In My Life

Research doctor has been lucky all his life

Research doctor has been lucky all his life

April 26, 2007|by DENNIS SHAW

Editor's note: This is one in an occasional series of profiles of area residents who share the stories of their lives and experiences.

Dr. George W. Comstock says a lot of people have helped him in his years of working in public health ... tens of thousands of people, in fact.

He can't tell you who they are, but one of them could well be you.

"The people of Washington County have contributed more to the knowledge of public health, per capita, than any other people in the world," Comstock said. "We're world-beaters. I'm proud to be a Washington Countian."

Comstock became a Washington Countian in 1962, when Johns Hopkins University's School of Public Health opened a training and research center here, in a building next to the Health Department on Pennsylvania Avenue.


In the 45 years since then, more than 75,000 county residents have participated in programs to help find the causes and potential cures for heart disease, cancer and stroke.

Every participant was guaranteed confidentiality, which is why their names won't appear here. But each one can rest assured that they have advanced medical knowledge and assisted with the training of future leaders in public health.

When Comstock came to Washington County in 1962, he already had spent more than two decades attending to the health needs of others. He was 47, and recently had retired as a medical director (captain) in the Public Health Service.

It would be 41 years until he "retired" again, in September 2003, this time after four more decades of public health service with the people of Washington County.

"My motto is, 'I've been lucky all my life,'" he said. "I never really thought of it too much in terms of achievement. It's been fun!"

The early days

George W. Comstock was born in 1915 in Niagara Falls, N.Y. Discarding his original idea of becoming a metallurgical engineer, he went into medicine and got his M.D. from Harvard Medical School in 1937. After considering the idea of becoming a country doctor, he instead joined the Public Health Service (PHS), one of the seven uniformed services of the United States.

(The others are the Army, Navy, Marine Corps and Air Force under the Department of Defense, the Coast Guard under the Department of Homeland Security, and the National Oceanic and Atmospheric Administration under the Department of Commerce.)

The Public Health Service, under the Department of Health and Human Services, was founded in 1798 by President John Adams as a network of hospitals for American seamen. And it was on the sea that Comstock began his duty, serving aboard ship for a year.

Then came what he calls "the luckiest break of my life." He was sent to Columbus, Ga., where he directed research projects for the Centers for Disease Control. His specialty there, as through most of his life, was epidemiology, particularly tuberculosis.

During six years there, he was appointed to the faculty of the School of Public Health of Johns Hopkins University in Baltimore. He got his doctor of public health degree in one year, became a full-time faculty member at Hopkins in 1962 and professor of epidemiology in 1965.

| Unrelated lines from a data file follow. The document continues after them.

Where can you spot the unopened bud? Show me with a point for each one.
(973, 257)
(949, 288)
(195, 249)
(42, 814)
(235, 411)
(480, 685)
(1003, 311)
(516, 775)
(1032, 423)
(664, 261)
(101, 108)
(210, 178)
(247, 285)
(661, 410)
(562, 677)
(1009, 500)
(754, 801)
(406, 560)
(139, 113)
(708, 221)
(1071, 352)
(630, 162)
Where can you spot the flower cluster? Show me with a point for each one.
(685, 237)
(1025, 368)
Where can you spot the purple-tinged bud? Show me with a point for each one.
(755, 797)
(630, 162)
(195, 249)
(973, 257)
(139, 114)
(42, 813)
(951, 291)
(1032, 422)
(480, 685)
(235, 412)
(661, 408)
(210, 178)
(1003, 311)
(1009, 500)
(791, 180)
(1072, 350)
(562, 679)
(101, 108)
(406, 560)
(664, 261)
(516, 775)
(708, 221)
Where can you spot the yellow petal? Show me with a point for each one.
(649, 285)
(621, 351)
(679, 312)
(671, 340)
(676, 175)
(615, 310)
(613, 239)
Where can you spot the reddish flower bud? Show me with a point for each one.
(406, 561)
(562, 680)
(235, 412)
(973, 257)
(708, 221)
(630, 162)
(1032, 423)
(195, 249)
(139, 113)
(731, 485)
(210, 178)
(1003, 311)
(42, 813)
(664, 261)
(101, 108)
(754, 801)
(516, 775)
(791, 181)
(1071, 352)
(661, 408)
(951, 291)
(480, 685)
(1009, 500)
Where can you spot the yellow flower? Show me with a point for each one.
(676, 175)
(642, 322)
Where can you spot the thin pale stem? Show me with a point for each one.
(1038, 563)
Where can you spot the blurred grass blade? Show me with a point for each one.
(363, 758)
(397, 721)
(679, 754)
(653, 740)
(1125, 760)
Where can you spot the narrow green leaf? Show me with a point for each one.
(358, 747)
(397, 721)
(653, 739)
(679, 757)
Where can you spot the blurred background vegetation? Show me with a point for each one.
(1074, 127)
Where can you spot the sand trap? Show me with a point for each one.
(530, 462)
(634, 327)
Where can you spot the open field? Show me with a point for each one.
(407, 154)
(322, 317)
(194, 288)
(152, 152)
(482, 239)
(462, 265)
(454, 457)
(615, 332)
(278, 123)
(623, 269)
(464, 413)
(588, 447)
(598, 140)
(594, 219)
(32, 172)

Living in Laurel, Md., he continued long-term studies in the effectiveness of TB vaccines and the risks associated with having inactive TB.

He retired from the PHS in 1962 and became a consultant to various wide-ranging studies. Those included studies of lung disease in Japanese and American telephone workers, TB vaccine trials in south India and experiments in TB prevention among native populations in Alaska, where TB rates were among the highest ever found.

Distinct from most such studies, this last one included not only causes of the disease, but also treated the disease in people who were infected. Unlike many placebo control trials, Comstock devised a unique plan in which the placebo and treatment groups were offered an additional year of treatment. As a result, it was determined that nine months of preventive treatment was optimal.

"This demonstration is something I am very proud of," Comstock said. "I consider it to be a star in my crown."

Coming to Washington County

The next "remote" spot on Comstock's itinerary was Washington County, which wasn't exactly new to the field of medical studies. As far back as 1918, the PHS sponsored a dental study here that examined the teeth of schoolchildren and developed an index of dental health. It also systematically weighed children, and the study broadened to include the patterns of growth of school-age children.

In 1962, the National Cancer Institute started a registry of diagnosed cancer cases and what happens to them. Later that year, Comstock moved to Smithsburg and started the studies used in the training of graduate students.

Called the Johns Hopkins University Training Center for Public Health Research, it shared a building with the National Cancer Institute on Pennsylvania Avenue in what then was next door to the Washington County Health Department.